Blurrily mixing diseased fragments of guitar, piano, synthesizer, and assorted other noise, the hour-long Leave Your Wet Brain in the Hot Sun by Warmth (Michigan-based Steev Thompson) approximates a harrowing descent into the underworld (the Digitalis release adds two unreleased tracks to the 2005 version that was issued under the name Roxanne Jean Polise on the Belgium label Audiobot). Emerging quietly with the faint sounds of an out-of-tune piano amidst the rumble of gathering winds, “Leave Your Wet” quickly gathers force and, by the four-minute mark, churns aggressively. The piece turns increasingly murky and disturbing, as industrial ripples and blasts drag the listener towards the center of a nightmare. Though one might assume otherwise, the album's material is not unrelentingly abrasive. The hazy loops that introduce “Hot Sun” are so lulling, one swoons as if entranced by the odour of rotting corpses encountered during the journey; the twenty-minute piece does, however, eventually swell into a churning mass that, seventeen minutes in, induces eardrum-shattering pain when it volcanically erupts into squealing, blistered noise.
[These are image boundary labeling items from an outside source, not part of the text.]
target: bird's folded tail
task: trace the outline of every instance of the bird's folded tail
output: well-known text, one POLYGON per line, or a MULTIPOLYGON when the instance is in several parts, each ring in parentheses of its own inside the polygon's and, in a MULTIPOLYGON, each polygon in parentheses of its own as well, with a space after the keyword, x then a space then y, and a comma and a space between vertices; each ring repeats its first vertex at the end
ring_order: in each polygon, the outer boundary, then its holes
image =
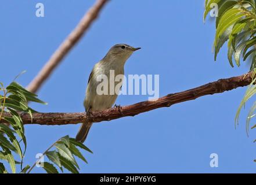
POLYGON ((82 124, 79 129, 78 133, 77 133, 75 137, 75 140, 84 143, 87 137, 87 135, 88 134, 92 125, 92 123, 91 122, 84 123, 82 124))

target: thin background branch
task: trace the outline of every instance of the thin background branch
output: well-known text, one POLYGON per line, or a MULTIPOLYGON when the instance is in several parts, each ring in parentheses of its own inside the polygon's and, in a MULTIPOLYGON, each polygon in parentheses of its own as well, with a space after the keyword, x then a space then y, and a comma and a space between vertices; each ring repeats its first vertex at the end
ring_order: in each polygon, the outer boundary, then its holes
MULTIPOLYGON (((183 92, 168 94, 154 101, 144 101, 118 108, 109 109, 90 113, 89 116, 83 113, 37 113, 33 114, 31 122, 30 116, 20 113, 25 124, 65 125, 87 122, 110 121, 125 116, 134 116, 156 109, 169 107, 174 104, 195 99, 202 96, 222 93, 239 87, 249 85, 252 82, 253 72, 239 76, 220 79, 203 86, 183 92)), ((10 116, 4 114, 4 116, 10 116)))
POLYGON ((109 0, 98 0, 95 4, 85 13, 76 28, 62 42, 37 76, 28 84, 27 87, 28 90, 34 93, 38 90, 61 61, 88 29, 98 16, 100 11, 108 1, 109 0))

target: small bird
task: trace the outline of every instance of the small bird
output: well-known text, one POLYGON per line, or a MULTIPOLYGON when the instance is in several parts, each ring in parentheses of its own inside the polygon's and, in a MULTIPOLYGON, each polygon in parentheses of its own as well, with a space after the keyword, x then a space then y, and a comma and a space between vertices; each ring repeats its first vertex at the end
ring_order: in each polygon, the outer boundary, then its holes
MULTIPOLYGON (((112 107, 119 93, 115 91, 116 86, 120 82, 114 82, 114 88, 115 93, 109 93, 110 89, 110 72, 114 71, 114 77, 118 75, 124 74, 124 64, 132 54, 140 47, 133 47, 125 44, 118 44, 113 46, 107 52, 106 56, 99 62, 95 64, 89 77, 88 86, 86 90, 86 97, 84 101, 84 106, 86 113, 93 110, 103 110, 112 107), (105 75, 108 79, 107 94, 99 95, 97 93, 97 87, 101 83, 98 82, 97 77, 105 75)), ((86 138, 89 130, 92 123, 84 123, 82 124, 78 133, 75 137, 77 141, 83 143, 86 138)))

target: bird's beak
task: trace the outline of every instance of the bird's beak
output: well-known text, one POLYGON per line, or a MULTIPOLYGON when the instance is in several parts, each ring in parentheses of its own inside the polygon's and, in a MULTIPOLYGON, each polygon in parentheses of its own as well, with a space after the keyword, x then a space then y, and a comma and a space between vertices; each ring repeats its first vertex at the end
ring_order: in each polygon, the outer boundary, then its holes
POLYGON ((133 51, 137 51, 140 49, 141 49, 141 47, 131 47, 131 50, 133 51))

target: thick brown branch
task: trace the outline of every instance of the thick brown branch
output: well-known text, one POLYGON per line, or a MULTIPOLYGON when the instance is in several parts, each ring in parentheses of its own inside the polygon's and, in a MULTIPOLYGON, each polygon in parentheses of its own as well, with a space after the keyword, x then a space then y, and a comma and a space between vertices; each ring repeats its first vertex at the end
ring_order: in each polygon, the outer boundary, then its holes
POLYGON ((123 106, 120 110, 118 108, 113 108, 101 112, 93 112, 90 113, 89 117, 84 112, 38 113, 33 114, 33 121, 31 123, 28 114, 21 113, 20 116, 26 124, 53 125, 77 124, 85 121, 95 123, 110 121, 122 117, 134 116, 160 108, 168 107, 174 104, 195 99, 207 95, 222 93, 238 87, 246 86, 251 83, 251 75, 252 73, 250 72, 241 76, 220 79, 183 92, 168 94, 155 101, 144 101, 123 106))
POLYGON ((30 83, 27 88, 27 90, 33 92, 37 91, 42 83, 59 64, 62 60, 88 29, 92 22, 97 18, 100 10, 107 1, 108 0, 97 1, 96 3, 84 15, 76 28, 53 54, 37 76, 30 83))

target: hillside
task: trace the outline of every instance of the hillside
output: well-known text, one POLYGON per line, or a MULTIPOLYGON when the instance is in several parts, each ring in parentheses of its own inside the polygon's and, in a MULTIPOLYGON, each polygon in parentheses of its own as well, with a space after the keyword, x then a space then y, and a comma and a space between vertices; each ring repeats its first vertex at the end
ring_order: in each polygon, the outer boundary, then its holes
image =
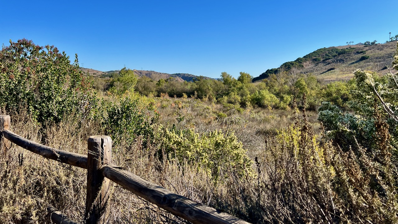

The subsequent “Thank You Cloud. Fuck You Deerfly” splits itself even more markedly into two sections, the first a welcome episode of calm that allows one to recover from the merciless onslaught that came before, and the second an abrupt return to seething noise. Thankfully, “Watch the Animals Glisten as They Rust & Rejoice” opts for relative calm, and suggests the simmering ruins of a destroyed cityscape. Obviously a challenging listening experience but one sure to satisfy devotees of dark soundscaping.